“Just as eating contrary to the inclination is injurious to the health, so study without desire spoils the memory, and it retains nothing that it takes in.” – Leonardo da Vinci
In the first two posts in this series we looked at taking a relaxed approach to homeschooling in the early grades and examined the role of our relationships with our children in the learning process. In this third installation of Rethinking the Three R’s, we’ll look at your child’s relationship to the material he is learning.
Passion and Desire
One of the most wonderful things about homeschooling is the ability to tailor an education to the desires and passions of your children. If your 6-year-old is enthralled by the inner workings of the human body, he doesn’t have to wait for high school to plunge deeply into anatomy. If your 4-year-old is crazy about Ancient Egypt, she doesn’t have to wait until the school’s curriculum says it’s time to study it.
True, parents whose kids attend school can, and often do, supplement their children’s learning at home in order to help them pursue their special interests. But when your kids are home with you full time, you have the luxury to go deep into an area of study without having to also follow someone else’s agenda.
We all know instinctively that when we are interested in something, we retain that information so much better than when we are being forced to learn something simply because someone else thinks we should. We also know that not everyone is equally gifted in all areas.
One of our most important roles as parents is to help our children discover their God given gifts and talents and to help them develop these in order to live the life God created them to live.
When you are planning your learning time with your early grades children, don’t worry about “what your 1st grader should know.” Think about what he does know and what else he wants to know. Is he interested in music? Search for low cost concerts (hint: check your city orchestra’s web site for field trip opportunities), check out books and CDs about the lives of composers, let him mess around with musical instruments, listen to as many different styles of music as you possibly can.
Maybe learning about animals lights her fire. Take her to the zoo, or even just to the back yard to watch the critters. Check out books on animals from the library – and don’t limit yourself to the books written at her level. There are amazing children’s TV shows that are filled with wonderful information on animals. No curriculum required.
In addition to deeply exploring the unique interests of your children, expose them to a broad array of new and interesting experiences so that they can discover interests they never knew they had. A good place to start is to expose them to your own interests. One of the best things about having kids is that I have an excuse to pursue my interest in dinosaurs!
Getting off the “conveyor belt”
The conveyor belt curriculum of most schools by necessity asks every child to be equally mediocre in every subject.
“The aim of public education is not to spread enlightenment at all; it is simply to reduce as many individuals as possible to the same safe level, to breed a standard citizenry, to put down dissent and originality.” ~ H. L. Mencken
The aim of homeschoolers is different. We want our fish to be the best little swimmers they can be. But we’re not going to trouble ourselves if they can’t climb a tree.

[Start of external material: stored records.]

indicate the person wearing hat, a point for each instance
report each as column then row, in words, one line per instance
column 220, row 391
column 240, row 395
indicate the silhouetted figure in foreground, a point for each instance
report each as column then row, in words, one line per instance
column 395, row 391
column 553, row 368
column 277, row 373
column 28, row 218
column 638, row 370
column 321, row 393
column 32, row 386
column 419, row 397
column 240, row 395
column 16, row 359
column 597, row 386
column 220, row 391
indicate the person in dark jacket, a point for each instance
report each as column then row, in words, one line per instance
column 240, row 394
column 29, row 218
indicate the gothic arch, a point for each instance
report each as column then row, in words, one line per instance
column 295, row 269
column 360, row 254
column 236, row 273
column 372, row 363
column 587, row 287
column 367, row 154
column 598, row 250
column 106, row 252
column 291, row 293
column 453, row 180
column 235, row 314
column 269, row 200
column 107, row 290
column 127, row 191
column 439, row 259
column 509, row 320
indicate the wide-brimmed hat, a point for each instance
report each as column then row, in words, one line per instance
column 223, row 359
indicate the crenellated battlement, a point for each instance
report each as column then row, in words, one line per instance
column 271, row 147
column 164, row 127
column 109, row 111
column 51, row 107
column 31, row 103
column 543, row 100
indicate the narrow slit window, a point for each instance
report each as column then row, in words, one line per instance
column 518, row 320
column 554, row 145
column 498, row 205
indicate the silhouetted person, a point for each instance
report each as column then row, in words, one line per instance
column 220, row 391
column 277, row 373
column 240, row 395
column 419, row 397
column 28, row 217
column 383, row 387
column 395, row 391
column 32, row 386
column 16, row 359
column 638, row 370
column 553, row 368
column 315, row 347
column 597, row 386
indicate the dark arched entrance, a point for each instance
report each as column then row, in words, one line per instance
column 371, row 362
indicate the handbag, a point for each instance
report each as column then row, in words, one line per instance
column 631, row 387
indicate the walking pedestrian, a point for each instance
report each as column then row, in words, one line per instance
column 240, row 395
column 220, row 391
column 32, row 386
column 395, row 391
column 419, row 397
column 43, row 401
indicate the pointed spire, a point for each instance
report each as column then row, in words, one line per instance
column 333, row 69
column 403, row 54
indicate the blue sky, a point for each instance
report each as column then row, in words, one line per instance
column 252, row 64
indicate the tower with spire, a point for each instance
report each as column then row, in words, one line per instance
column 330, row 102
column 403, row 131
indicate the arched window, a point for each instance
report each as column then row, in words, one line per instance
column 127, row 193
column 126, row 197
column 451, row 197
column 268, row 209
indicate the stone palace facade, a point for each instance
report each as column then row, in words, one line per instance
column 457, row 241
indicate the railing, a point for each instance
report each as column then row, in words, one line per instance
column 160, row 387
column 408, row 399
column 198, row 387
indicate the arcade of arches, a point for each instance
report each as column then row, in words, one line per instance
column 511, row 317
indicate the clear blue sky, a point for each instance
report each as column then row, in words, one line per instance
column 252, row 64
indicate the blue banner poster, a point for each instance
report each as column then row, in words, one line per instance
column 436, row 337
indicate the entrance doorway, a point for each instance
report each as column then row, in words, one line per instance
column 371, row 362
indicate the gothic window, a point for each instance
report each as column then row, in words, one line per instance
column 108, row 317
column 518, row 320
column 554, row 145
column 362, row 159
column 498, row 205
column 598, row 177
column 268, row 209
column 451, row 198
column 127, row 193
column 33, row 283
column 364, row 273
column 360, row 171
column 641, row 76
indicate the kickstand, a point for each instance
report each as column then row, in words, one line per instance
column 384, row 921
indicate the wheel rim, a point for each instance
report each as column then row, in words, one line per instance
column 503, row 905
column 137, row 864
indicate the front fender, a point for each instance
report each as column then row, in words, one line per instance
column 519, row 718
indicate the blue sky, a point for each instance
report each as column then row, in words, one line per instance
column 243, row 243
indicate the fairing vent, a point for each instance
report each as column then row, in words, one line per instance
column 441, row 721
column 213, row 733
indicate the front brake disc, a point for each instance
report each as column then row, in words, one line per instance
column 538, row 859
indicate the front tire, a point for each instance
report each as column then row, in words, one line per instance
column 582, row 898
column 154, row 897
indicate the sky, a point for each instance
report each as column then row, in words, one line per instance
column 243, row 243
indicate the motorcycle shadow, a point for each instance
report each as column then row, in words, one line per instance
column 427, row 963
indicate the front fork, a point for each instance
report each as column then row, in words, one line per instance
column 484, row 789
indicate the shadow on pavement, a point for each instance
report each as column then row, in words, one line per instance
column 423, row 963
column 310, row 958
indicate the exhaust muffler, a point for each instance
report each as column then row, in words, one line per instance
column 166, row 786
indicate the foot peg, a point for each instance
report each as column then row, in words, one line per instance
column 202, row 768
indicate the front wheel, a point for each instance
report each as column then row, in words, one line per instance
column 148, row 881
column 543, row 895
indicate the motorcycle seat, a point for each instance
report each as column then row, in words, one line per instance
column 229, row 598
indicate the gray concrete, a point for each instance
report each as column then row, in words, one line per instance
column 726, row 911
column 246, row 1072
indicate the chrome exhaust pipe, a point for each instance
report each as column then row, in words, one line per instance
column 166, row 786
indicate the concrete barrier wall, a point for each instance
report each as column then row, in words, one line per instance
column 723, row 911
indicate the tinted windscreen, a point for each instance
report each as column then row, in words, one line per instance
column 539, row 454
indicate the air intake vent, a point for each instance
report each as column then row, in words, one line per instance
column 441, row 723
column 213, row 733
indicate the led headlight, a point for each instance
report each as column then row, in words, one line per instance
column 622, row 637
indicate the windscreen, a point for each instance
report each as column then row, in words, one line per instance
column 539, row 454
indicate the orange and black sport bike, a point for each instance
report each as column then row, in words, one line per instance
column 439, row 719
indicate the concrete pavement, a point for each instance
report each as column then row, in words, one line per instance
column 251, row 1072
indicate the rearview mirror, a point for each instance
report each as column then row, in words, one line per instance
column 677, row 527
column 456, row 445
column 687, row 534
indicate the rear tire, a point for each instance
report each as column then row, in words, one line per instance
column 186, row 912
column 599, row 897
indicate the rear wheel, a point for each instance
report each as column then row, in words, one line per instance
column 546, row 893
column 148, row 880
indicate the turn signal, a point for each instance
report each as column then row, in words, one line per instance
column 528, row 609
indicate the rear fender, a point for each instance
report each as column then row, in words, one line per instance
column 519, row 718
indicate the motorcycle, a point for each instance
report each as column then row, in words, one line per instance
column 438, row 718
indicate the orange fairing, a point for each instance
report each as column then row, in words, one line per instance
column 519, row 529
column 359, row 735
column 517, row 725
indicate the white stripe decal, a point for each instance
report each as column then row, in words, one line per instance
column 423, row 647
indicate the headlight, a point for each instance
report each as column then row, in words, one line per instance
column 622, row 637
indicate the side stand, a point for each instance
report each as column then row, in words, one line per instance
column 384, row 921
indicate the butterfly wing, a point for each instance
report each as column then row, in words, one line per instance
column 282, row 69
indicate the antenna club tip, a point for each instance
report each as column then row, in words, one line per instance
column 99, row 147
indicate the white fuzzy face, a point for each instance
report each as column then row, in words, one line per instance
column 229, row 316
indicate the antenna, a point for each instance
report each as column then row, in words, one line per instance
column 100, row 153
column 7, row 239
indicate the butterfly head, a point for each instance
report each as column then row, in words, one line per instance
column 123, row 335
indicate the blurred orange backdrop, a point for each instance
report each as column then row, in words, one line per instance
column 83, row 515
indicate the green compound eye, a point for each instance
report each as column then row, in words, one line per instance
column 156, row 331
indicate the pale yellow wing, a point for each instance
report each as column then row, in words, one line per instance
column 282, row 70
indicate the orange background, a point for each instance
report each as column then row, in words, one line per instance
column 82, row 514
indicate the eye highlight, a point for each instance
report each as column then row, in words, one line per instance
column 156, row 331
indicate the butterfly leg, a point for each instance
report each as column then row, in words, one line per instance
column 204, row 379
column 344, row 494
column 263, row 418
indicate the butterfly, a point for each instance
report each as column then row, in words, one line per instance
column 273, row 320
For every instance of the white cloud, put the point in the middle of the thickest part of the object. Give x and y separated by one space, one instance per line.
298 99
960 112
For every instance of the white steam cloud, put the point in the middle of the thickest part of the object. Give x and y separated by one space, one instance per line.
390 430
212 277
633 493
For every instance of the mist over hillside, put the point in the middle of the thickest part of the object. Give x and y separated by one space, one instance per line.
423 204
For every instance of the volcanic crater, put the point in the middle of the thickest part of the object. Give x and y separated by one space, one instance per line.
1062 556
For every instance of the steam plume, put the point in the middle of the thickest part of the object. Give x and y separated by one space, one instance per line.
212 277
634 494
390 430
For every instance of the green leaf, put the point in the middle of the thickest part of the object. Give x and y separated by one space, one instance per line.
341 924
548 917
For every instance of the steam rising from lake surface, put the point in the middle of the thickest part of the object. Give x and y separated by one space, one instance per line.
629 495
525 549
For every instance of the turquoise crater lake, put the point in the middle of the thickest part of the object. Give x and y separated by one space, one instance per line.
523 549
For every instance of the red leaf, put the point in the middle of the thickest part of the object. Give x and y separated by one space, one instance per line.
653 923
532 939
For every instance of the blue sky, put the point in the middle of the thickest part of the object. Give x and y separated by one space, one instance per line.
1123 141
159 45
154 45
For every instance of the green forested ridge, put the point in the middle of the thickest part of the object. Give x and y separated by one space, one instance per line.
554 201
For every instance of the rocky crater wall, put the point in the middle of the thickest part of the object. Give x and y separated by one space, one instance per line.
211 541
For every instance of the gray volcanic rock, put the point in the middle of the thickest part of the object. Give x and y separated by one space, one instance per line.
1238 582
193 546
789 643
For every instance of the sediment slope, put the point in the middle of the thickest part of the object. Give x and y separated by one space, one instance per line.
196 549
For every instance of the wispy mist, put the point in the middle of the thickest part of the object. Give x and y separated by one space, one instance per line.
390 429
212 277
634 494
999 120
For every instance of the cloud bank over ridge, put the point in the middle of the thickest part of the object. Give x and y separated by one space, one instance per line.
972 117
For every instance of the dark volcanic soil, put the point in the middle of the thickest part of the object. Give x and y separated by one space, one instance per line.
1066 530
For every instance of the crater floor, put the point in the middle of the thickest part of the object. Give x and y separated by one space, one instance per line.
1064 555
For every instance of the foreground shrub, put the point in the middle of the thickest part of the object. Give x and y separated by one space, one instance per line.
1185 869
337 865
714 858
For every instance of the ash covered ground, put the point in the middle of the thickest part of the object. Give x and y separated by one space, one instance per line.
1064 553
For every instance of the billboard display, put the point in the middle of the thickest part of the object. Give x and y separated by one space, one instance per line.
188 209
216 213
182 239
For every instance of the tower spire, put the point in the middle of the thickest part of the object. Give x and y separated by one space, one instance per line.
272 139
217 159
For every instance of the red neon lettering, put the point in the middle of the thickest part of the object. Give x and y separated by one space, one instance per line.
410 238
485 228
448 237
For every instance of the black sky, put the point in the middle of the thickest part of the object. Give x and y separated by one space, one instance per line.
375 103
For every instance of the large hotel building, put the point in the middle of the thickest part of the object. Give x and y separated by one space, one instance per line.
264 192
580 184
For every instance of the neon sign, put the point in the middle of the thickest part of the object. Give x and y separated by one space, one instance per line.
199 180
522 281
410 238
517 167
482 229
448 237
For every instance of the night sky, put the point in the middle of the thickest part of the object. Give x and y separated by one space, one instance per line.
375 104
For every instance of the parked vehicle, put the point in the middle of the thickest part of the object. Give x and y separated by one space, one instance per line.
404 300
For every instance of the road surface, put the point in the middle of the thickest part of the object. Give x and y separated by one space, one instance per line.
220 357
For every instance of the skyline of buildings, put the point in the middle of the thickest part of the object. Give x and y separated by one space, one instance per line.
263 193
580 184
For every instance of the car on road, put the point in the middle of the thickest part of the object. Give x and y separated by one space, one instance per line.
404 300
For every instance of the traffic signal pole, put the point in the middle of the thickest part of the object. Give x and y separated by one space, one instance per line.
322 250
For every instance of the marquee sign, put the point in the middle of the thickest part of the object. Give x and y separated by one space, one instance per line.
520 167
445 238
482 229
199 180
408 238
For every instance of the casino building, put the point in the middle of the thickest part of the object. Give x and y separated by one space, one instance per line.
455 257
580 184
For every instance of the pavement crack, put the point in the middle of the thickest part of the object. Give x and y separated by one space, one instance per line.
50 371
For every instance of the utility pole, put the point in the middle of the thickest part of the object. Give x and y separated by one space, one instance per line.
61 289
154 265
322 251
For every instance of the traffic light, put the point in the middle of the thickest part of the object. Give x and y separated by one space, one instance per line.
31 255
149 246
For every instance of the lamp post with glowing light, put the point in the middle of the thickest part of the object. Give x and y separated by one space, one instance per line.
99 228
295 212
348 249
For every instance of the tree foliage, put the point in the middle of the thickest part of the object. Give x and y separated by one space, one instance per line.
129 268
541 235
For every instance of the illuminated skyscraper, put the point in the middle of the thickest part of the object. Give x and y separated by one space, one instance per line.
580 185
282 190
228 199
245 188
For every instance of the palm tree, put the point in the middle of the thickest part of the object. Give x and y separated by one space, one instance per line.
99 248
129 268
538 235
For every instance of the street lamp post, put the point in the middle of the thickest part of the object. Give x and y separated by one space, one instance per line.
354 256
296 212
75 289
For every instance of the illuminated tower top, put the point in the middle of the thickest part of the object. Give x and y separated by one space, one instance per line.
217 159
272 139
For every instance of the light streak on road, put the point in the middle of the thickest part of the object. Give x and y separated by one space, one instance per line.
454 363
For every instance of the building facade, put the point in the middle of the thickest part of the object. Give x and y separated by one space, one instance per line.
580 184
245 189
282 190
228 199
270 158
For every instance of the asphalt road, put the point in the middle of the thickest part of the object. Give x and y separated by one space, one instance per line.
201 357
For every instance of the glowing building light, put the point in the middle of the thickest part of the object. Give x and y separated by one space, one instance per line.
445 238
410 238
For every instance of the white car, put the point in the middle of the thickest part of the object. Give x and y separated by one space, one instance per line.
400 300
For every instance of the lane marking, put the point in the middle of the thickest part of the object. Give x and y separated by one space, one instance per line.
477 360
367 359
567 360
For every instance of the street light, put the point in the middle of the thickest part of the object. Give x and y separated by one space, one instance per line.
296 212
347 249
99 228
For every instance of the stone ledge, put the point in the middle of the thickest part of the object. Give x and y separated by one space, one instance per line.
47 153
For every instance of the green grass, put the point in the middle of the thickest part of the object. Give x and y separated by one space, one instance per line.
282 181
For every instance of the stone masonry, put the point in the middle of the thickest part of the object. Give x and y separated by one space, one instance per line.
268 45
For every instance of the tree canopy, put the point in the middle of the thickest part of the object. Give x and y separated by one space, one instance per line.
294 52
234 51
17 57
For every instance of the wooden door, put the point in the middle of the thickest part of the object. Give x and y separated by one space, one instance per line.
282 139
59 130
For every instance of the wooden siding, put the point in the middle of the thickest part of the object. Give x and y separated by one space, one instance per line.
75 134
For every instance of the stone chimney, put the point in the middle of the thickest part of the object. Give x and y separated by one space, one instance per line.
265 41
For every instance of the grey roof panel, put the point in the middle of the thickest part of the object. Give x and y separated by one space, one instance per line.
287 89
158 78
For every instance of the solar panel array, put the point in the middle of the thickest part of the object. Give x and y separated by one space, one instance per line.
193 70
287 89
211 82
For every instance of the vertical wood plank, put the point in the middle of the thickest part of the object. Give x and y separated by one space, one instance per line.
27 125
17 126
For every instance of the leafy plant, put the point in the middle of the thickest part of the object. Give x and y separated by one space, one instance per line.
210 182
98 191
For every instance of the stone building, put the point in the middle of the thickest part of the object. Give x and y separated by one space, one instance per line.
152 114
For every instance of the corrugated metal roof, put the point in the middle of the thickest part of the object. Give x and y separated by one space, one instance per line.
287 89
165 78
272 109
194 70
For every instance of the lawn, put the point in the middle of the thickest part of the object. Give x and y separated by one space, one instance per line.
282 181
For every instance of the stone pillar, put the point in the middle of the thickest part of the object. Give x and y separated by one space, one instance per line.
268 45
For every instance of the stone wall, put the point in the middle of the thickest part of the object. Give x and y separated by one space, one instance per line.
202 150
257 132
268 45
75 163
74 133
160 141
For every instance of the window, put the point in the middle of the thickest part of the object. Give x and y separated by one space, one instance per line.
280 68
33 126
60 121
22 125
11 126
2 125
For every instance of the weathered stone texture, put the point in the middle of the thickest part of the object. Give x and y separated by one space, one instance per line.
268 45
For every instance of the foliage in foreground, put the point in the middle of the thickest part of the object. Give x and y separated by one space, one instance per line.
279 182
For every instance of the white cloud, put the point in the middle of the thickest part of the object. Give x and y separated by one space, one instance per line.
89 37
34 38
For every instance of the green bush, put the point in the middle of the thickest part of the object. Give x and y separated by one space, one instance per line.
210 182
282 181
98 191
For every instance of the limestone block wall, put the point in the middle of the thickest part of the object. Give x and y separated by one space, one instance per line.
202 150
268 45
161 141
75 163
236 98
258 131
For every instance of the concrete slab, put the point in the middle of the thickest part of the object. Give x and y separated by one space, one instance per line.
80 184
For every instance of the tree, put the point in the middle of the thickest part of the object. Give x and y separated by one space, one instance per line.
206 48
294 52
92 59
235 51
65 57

There is an infinite amount of knowledge to obtained in this life. Are you worried about gaps in your child’s education? Don’t be. There will be gaps. Aren’t there gaps in your education? There are in mine. What’s important is that I know how to fill the gaps when I need to. I was a woefully inadequate cook when I got married. One of my best meals was Kraft macaroni and cheese with frozen peas stirred in. It was fine because my husband did most of the cooking before we had kids. But when I started staying home, it made more sense for me to prepare the food. So I learned to cook. And now I’m a pretty darn good cook, if I do say so myself.
My husband struggled with math throughout high school and college. When he got to a place in his work where he need to do higher level math, he went to Khan Academy and taught himself what he needed to know. It finally stuck because it was relevant and meaningful, and he was able to learn it on his own terms.
Many of the things we want our children to learn will be organically in pursuit of their other interests. A child who wants to cook by himself will be more motivated to learn to read and understand fractions so that he can follow a recipe. A reluctant reader may be inspired to learn to spell so that he can search youtube for videos about his favorite video games.
Since a person cannot possibly know everything there is to know in this world, when deciding what to teach our children it makes sense to start with what lights them up. When their passions and interests are aroused, they will learn and retain so much more than they will following someone else’s agenda.